Tue, 8 Jul 2014 Source: Center for social impact

The Assembly member for Sanso in the Obuasi Municipality, Hon. Benjamin Annan believes that Ghana’s mining industry is under a curse due to the maltreatment it has continuously meted out to communities in their operational areas. According to him, over a century of gold mining has failed to transform the living standards of residents of communities living in frontline communities. The grief and agony that these communities go through has become a curse to the mining industry, hence the difficulties the industry is going through.

Contributing to a panel discussion on capturing sub-national revenues for community development at a 2 day validation workshop organized by the Natural Resource Governance Institute, Hon. Benjamin Annan asked mining companies to become a lot more open and responsive to the needs of the communities in their operational areas. Failure to do this has tended to generate needless conflict that has come at a huge cost to both the companies and communities. He called on AngloGold Ashanti to place a lot more emphasis on addressing the development challenges of communities, rather than explaining that once they satisfy their statutory obligations they have no more obligations to the communities, because eventually when communities take up arms the first target is normally the companies, not the government.

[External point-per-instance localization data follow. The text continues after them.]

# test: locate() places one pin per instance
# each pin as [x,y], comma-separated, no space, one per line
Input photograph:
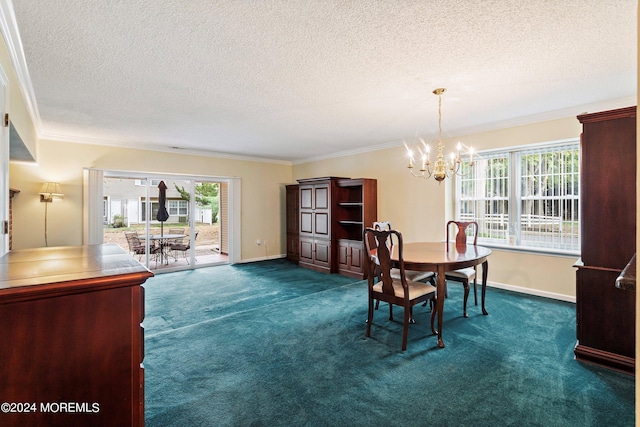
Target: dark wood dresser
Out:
[71,340]
[605,313]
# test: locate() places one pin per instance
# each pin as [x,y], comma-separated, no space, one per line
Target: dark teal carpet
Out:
[272,344]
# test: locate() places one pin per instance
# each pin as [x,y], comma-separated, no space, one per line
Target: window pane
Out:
[543,208]
[484,196]
[549,198]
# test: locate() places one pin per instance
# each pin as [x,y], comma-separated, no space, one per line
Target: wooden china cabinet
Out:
[333,213]
[293,222]
[605,313]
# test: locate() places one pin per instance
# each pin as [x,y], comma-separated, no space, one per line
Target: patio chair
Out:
[183,246]
[136,247]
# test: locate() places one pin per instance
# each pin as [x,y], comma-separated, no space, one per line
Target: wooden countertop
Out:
[59,268]
[627,279]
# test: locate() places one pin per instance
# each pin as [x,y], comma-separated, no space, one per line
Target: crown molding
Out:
[136,145]
[11,34]
[503,124]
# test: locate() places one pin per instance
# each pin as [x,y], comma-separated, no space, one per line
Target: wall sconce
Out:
[49,192]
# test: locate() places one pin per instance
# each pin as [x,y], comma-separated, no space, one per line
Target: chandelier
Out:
[442,168]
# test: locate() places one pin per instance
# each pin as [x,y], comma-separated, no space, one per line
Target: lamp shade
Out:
[50,191]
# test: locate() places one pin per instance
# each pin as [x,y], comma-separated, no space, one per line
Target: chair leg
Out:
[369,317]
[475,292]
[433,315]
[405,332]
[466,296]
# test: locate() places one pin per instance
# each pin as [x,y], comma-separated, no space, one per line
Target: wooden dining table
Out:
[441,257]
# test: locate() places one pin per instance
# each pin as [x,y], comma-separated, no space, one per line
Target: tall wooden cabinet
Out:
[605,314]
[357,209]
[332,215]
[293,222]
[317,204]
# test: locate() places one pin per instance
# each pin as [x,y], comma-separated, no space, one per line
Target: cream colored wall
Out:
[262,192]
[420,208]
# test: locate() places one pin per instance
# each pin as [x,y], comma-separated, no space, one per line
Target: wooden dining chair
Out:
[465,229]
[401,291]
[411,275]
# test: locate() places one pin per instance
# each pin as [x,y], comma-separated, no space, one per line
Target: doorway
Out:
[195,234]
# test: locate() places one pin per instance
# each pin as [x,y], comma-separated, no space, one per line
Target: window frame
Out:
[512,238]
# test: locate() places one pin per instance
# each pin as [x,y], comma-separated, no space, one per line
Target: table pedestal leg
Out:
[440,292]
[485,270]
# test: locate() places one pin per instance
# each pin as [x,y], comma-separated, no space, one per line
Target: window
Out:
[178,207]
[524,197]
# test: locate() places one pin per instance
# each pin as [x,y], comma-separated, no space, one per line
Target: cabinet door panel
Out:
[322,197]
[306,250]
[322,224]
[323,252]
[356,257]
[343,256]
[306,221]
[306,194]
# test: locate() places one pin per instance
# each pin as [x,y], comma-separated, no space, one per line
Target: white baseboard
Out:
[529,291]
[244,261]
[507,287]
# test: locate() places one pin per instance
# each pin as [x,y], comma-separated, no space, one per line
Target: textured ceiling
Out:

The two-day workshop was used to validate findings of a research commissioned by the Natural Resource Governance Institute and undertaken by Centre for Social Impact Studies on sub-national revenue management, using Obuasi as a case study. The workshop was attended by representatives of civil society, Ghana Chamber of Mines, representatives of AngloGold Ashanti, members of the Ghana Extractive Industries Transparency Initiative (GHEITI) and Adansi Traditional Council. Some of the major findings of the study include the fact that the Obuasi Municipal Assembly generates 20 percent of its total revenue from property rate paid by AngloGold Ashanti alone. This dependency presents serious problems for the Assembly’s ability to sustainably generate enough revenue to undertake its development mandate, considering that AngloGold Ashanti is scaling down its operations for two years to undertake major repair works.

Another major finding emanating from the study is the quality of spending by the Municipal Assembly. Some expenditure items funded by mineral revenue have been questioned. For example, the construction of an entrance arch by the Municipal Assembly in 2007 at a cost of 89,000 cedis was questioned by participants who wondered the development priorities of the Assembly. Furthermore, the report revealed a number of discrepancies between what AngloGold Ashanti paid in 2010 as property rate to the Obuasi Municipal Assembly and what the assembly reported to have received.